Advisers save BNZ's market share

Outgoing BNZ chief executive Anthony Healy has described the bank’s latest results as “satisfying”.

“I don’t know if it’s like the Olympics and the best ever,” he says, referring to the fact that BNZ reported a profit of $1.04 billion two years ago.

In the 12 months to September BNZ has reported net profit after tax rose $24 million to $937 million.

Healy says BNZ’s decision to enter the mortgage adviser market was important.

“Had we not entered that market our marketshare would be going backwards significantly.”

Overall BNZ’s market share has remained flat and sits at 15.6%

In this year its home loan growth was in line with system growth of 6.5%.

Currently BNZ has partnerships with more than 900 mortgage advisers across six aggregator groups, of which 60% are in Auckland.

“We’ve got critical mass,” he says.

During the year 11% of home loans were originated through advisers compared to just 2.9% in March 2016.

Healy says the rollout into third party distribution was rapid and it has slowed down now.

He says BNZ is “70% of where it wants to be” in this market. There will be some expansion, but it is not as critical now.

BNZ’s parent company NAB is a strong player in third party distribution of home loans and owns a number of aggregators including Plan, Choice and FAST.

Healy says buying aggregators in New Zealand “isn’t something we have contemplated”.

But he also says; “never say never.”

One of the strengths mortgage advisers have is that they are seen as independent, he says.

However, they also face risks.

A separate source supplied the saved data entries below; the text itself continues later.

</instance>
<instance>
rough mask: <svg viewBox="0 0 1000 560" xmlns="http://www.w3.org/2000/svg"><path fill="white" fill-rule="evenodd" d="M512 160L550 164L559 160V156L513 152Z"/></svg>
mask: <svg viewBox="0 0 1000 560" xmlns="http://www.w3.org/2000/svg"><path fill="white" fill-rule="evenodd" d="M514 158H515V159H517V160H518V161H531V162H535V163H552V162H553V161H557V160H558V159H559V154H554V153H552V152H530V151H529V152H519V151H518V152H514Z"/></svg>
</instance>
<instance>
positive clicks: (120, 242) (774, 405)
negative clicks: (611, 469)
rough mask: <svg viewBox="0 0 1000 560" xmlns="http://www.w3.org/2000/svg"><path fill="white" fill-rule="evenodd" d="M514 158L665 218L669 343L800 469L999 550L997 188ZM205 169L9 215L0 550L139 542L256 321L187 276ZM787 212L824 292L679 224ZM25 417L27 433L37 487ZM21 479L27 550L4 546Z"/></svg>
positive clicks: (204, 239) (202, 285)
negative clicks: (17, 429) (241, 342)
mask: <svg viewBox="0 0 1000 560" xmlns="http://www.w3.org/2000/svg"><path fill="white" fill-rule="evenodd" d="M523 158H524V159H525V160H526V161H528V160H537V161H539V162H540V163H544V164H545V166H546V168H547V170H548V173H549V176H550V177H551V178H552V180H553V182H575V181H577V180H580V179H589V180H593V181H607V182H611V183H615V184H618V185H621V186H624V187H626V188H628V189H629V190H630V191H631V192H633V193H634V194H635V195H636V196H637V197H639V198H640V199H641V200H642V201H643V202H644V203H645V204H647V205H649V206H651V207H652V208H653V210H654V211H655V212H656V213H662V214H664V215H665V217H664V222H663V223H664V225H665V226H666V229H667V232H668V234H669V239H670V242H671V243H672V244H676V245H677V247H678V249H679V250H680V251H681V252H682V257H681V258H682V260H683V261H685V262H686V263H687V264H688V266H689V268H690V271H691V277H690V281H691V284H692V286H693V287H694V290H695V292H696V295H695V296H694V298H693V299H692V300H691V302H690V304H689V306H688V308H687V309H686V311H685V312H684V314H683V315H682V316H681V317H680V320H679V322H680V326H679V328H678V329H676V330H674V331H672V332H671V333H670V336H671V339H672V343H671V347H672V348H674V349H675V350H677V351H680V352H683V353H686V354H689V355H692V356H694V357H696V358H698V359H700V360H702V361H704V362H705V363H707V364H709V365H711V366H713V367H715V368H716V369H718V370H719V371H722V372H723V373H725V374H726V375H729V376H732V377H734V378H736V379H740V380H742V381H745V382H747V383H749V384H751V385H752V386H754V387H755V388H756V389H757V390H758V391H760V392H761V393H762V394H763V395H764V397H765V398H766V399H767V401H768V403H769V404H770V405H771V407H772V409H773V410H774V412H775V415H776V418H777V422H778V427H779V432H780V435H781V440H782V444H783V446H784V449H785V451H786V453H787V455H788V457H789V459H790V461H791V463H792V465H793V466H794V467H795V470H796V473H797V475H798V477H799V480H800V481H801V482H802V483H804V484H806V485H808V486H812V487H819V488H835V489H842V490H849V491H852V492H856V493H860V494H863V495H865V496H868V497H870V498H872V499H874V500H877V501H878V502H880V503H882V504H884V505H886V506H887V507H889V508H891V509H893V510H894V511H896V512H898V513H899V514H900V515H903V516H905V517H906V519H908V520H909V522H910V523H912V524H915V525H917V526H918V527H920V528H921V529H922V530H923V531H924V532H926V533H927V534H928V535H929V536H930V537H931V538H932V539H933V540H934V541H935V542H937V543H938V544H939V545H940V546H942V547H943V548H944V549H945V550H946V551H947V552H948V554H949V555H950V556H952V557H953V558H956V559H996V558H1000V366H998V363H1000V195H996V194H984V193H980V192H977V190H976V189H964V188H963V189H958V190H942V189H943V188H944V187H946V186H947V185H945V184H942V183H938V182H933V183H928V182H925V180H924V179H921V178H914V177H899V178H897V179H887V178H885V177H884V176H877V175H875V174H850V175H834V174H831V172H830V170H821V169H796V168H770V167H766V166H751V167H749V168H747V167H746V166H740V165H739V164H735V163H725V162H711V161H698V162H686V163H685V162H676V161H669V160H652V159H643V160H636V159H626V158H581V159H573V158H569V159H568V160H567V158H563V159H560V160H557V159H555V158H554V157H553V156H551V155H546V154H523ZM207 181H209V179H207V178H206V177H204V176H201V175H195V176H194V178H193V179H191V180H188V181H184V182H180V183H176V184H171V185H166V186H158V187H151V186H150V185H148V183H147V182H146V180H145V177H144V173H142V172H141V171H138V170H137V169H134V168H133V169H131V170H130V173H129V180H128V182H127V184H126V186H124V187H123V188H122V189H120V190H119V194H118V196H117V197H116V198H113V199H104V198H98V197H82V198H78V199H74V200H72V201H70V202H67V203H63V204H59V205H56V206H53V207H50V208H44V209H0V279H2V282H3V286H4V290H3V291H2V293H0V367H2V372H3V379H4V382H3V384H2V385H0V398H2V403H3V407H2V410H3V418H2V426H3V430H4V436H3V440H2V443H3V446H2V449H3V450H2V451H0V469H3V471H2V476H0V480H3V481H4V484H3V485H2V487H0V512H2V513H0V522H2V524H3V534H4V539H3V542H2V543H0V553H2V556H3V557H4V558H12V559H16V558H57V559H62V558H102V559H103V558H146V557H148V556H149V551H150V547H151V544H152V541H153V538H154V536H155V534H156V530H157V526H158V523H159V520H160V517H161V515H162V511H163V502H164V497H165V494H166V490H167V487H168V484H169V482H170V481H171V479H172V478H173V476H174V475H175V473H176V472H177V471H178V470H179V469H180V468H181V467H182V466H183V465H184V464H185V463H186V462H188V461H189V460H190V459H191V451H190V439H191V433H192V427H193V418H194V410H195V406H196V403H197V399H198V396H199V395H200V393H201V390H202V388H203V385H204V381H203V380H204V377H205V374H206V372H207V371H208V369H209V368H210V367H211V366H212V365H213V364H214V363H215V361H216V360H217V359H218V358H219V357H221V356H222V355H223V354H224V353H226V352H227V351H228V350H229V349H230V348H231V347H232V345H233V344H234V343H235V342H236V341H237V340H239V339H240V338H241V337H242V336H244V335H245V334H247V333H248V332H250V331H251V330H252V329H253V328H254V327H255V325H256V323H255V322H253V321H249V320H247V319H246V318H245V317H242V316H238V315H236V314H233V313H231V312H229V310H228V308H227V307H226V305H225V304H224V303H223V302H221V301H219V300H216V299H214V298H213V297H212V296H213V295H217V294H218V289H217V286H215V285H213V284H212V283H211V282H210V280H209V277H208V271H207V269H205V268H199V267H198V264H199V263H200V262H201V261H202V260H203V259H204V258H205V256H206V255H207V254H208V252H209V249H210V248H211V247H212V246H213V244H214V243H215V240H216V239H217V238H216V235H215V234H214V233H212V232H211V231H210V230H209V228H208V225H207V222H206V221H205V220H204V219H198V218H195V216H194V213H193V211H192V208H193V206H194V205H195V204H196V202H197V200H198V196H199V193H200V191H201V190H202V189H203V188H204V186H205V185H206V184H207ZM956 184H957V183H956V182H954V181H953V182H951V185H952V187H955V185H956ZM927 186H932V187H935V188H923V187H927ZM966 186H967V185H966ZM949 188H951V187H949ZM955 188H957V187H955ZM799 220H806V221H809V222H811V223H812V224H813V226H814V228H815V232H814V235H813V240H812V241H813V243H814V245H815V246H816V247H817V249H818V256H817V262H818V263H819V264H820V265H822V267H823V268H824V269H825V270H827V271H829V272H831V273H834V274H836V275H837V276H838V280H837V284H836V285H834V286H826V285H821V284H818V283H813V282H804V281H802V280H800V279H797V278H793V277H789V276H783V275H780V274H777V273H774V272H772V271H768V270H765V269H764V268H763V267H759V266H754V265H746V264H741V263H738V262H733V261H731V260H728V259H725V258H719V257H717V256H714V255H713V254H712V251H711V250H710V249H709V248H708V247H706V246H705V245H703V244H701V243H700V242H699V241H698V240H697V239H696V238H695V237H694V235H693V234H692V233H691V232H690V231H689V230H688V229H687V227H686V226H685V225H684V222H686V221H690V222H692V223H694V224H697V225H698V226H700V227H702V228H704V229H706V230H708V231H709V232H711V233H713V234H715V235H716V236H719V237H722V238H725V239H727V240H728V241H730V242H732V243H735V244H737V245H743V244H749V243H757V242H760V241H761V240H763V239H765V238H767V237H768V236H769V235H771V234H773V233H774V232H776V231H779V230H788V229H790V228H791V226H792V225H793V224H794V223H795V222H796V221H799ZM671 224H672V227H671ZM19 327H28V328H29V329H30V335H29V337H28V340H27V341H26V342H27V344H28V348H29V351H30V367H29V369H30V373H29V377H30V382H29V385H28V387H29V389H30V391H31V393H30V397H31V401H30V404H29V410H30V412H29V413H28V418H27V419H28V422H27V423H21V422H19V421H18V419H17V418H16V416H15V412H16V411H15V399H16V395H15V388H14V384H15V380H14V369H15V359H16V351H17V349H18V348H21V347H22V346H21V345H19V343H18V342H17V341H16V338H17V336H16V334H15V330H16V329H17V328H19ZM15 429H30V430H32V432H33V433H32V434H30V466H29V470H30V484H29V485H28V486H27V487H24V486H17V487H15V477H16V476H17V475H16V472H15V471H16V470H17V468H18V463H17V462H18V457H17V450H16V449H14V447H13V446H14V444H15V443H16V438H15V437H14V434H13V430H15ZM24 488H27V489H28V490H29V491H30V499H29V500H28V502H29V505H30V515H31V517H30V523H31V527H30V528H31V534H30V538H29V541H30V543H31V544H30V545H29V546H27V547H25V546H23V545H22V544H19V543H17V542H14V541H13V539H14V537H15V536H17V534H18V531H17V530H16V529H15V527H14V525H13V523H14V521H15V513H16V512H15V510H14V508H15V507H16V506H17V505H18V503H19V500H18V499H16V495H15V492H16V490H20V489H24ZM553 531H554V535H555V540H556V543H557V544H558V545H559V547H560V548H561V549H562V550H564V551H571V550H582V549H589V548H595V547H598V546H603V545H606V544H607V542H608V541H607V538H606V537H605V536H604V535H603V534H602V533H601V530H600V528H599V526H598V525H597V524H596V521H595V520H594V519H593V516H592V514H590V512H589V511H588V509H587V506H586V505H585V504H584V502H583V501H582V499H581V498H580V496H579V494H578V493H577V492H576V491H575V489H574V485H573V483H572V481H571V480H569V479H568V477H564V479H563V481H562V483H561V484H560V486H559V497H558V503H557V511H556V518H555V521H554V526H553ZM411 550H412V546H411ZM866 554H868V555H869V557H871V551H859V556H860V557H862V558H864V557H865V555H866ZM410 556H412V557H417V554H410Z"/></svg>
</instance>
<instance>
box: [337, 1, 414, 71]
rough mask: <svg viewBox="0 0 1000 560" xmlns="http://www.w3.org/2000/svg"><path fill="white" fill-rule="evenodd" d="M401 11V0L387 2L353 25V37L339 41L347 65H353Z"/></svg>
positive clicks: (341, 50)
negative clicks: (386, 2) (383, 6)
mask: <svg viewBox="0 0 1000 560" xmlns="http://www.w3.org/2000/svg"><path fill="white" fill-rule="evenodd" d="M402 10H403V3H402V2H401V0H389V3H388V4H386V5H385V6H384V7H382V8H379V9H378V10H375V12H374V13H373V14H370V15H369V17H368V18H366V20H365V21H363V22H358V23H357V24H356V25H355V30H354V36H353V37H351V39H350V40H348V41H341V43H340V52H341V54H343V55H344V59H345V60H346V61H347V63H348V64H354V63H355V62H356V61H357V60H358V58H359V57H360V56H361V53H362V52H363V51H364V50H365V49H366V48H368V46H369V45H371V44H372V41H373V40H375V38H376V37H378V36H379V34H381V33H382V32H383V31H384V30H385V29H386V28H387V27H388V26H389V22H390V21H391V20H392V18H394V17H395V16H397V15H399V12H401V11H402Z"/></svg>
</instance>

BNZ, like the other banks, has highlighted its work in developing digital tools to help their customers.

“We recognise that the world of banking is changing and we’ve invested heavily in creating more seamless customer experiences, from our market leading digital platforms to our new and emerging technology partnerships,” Healy says.

He says that as the banks ramp up their efforts in this area, customers may choose to buy bank products through these proprietary channels rather than through branches and mortgage advisers.

This is a threat to advisers, and they need to digitalise their businesses too, he says.